Engineers have been working on shrinking drone technology.
They have built flying prototypes that are the size of a bumblebee and loaded it with even tinier sensors and cameras.
Thus far, they have managed to miniaturise almost every part of a drone, except for the brains of the operation, the computer chip.
Computer chips for quad-copters and other similarly sized drones have an enormous amount of tasks to complete.
They have to process a huge amount of streaming data from cameras and sensors, then interpret that data on the fly to autonomously direct a drone’s pitch, speed, and trajectory.
To do so, these computers use between 10 and 30 watts of power, supplied by batteries that would weigh down a much smaller, bee-sized drone.
MIT engineers have taken a first step in designing a computer chip that uses a fraction of the power of larger drone computers and is tailored for a drone as small as a bottle-cap.
The key aim of their work is to find a new approach for designing chip hardware and the algorithms that run on the chip.
Vivienne Sze, MIT associate professor says, “Traditionally, an algorithm is designed, and you throw it over to a hardware person to figure out how to map the algorithm to hardware.

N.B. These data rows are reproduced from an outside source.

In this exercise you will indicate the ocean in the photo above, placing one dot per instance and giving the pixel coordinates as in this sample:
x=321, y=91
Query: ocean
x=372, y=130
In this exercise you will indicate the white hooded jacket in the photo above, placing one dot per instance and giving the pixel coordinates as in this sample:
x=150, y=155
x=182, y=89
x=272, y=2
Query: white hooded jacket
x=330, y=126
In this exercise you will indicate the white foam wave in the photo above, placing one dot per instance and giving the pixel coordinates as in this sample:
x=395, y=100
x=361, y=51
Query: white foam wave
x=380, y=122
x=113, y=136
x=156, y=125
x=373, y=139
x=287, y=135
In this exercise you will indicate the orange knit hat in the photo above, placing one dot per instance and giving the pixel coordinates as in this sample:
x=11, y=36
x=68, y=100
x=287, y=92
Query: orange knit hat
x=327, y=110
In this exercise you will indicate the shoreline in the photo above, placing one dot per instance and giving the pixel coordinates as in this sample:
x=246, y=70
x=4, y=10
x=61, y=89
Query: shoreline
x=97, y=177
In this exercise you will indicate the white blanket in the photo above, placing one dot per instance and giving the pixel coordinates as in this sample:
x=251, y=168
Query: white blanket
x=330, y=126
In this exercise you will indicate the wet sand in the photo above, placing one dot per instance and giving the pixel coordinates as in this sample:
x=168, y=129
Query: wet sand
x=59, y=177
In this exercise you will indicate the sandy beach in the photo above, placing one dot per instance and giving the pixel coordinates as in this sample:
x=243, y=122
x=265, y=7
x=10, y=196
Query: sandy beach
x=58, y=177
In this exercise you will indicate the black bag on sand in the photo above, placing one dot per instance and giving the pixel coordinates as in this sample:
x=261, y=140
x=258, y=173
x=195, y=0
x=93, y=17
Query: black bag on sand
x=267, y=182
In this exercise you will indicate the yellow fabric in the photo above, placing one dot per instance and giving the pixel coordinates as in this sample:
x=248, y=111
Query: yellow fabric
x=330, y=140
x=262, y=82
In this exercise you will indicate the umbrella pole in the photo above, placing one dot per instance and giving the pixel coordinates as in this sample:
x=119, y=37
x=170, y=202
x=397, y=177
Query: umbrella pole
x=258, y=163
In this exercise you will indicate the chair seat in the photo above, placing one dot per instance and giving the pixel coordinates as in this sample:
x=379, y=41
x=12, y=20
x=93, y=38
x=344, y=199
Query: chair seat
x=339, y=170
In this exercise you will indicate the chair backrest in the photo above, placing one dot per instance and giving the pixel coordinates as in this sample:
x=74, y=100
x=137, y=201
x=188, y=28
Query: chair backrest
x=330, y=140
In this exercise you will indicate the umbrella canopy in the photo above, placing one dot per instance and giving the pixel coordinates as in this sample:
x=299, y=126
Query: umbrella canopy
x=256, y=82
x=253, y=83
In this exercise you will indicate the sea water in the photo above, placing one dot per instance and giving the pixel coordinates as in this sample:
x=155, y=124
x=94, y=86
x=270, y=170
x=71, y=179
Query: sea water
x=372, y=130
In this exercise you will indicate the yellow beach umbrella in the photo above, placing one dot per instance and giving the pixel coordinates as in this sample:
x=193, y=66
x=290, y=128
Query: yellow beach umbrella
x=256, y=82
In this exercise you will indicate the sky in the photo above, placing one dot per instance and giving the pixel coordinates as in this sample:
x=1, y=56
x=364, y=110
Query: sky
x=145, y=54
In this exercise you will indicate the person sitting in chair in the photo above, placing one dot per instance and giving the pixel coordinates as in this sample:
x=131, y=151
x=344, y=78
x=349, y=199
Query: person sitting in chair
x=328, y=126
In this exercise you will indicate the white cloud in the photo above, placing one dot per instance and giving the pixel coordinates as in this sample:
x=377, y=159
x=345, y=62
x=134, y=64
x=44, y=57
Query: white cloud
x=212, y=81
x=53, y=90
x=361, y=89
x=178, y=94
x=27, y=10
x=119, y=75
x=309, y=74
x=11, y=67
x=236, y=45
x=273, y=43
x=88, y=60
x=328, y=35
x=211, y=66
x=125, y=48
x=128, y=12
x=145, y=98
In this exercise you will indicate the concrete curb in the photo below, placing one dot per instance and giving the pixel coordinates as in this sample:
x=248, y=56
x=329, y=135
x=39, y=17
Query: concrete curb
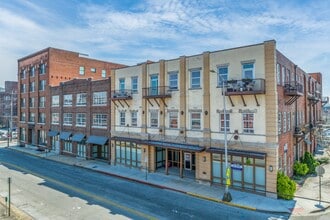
x=160, y=186
x=16, y=212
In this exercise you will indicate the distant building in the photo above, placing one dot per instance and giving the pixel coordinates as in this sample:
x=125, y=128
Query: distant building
x=8, y=105
x=80, y=118
x=40, y=71
x=169, y=116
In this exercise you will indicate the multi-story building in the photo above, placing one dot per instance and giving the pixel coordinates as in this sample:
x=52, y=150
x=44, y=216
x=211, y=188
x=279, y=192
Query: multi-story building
x=80, y=118
x=8, y=105
x=36, y=73
x=170, y=116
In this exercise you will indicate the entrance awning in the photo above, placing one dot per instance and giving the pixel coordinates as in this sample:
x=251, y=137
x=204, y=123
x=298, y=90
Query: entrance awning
x=52, y=133
x=65, y=135
x=186, y=147
x=78, y=137
x=243, y=153
x=100, y=140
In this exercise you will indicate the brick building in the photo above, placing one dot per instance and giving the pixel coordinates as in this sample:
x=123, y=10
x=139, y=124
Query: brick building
x=80, y=118
x=170, y=116
x=36, y=73
x=8, y=105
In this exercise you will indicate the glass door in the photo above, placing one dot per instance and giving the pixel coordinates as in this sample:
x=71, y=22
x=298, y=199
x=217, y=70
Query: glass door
x=154, y=85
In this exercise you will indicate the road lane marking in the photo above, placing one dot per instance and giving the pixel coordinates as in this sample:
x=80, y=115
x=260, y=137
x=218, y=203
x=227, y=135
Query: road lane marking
x=83, y=192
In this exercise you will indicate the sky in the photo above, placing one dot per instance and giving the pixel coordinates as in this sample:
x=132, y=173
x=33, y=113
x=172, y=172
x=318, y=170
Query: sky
x=133, y=31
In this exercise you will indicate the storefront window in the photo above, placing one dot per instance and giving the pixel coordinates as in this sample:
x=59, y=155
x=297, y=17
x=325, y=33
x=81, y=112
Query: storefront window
x=128, y=153
x=246, y=172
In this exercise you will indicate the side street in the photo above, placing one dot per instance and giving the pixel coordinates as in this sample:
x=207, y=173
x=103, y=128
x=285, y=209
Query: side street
x=306, y=203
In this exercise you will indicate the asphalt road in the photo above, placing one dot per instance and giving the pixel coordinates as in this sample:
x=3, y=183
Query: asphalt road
x=49, y=190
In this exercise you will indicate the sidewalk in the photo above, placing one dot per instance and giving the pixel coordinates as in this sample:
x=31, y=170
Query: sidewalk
x=298, y=207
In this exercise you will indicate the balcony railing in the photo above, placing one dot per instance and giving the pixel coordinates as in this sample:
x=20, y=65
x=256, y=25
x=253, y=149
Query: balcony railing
x=316, y=96
x=245, y=86
x=156, y=92
x=121, y=94
x=325, y=100
x=293, y=89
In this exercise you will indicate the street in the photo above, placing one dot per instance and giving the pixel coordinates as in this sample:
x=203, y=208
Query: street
x=49, y=190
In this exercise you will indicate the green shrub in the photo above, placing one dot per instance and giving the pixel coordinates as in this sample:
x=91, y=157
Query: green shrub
x=311, y=162
x=323, y=160
x=285, y=186
x=300, y=169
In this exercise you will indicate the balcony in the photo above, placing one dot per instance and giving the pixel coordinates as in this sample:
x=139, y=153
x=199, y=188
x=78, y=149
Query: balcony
x=293, y=89
x=245, y=87
x=325, y=100
x=298, y=132
x=121, y=94
x=155, y=93
x=314, y=96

“But we found by designing the hardware and algorithms together, we can achieve more substantial power savings.”
The new chip processes streaming images at 20 frames per second and automatically carries out commands to adjust a drone’s orientation in space.
The streamlined chip performs all these computations while using just below 2 watts of power, making it more efficient than current drone-embedded chips.
Sertac Karaman, MIT associate professor says, “The team’s design is the first step toward engineering the smallest intelligent drone that can fly on its own.
“Imagine buying a bottle-cap-sized drone that can integrate with your phone, and you can take it out and fit it in your palm when you lift your hand up a little, it would sense that, and start to fly around and film you.”
“Then you open your hand again and it would land on your palm, and you could upload that video to your phone and share instantly.”
The current mini-drone prototypes are small enough to fit on a person’s fingertip and are extremely light, requiring only 1 watt of power to lift off from the ground.
Their accompanying cameras and sensors use up an additional half a watt to operate.
Karaman continues, “We think we can get this down to just a few hundred milliwatts.
“With this platform, we can do all kinds of optimisations, which allows for tremendous power savings.”
The possible applications for these mini-drones range well beyond just consumer products and they can potentially be used by emergency-response and military personnel as reconnaissance drones.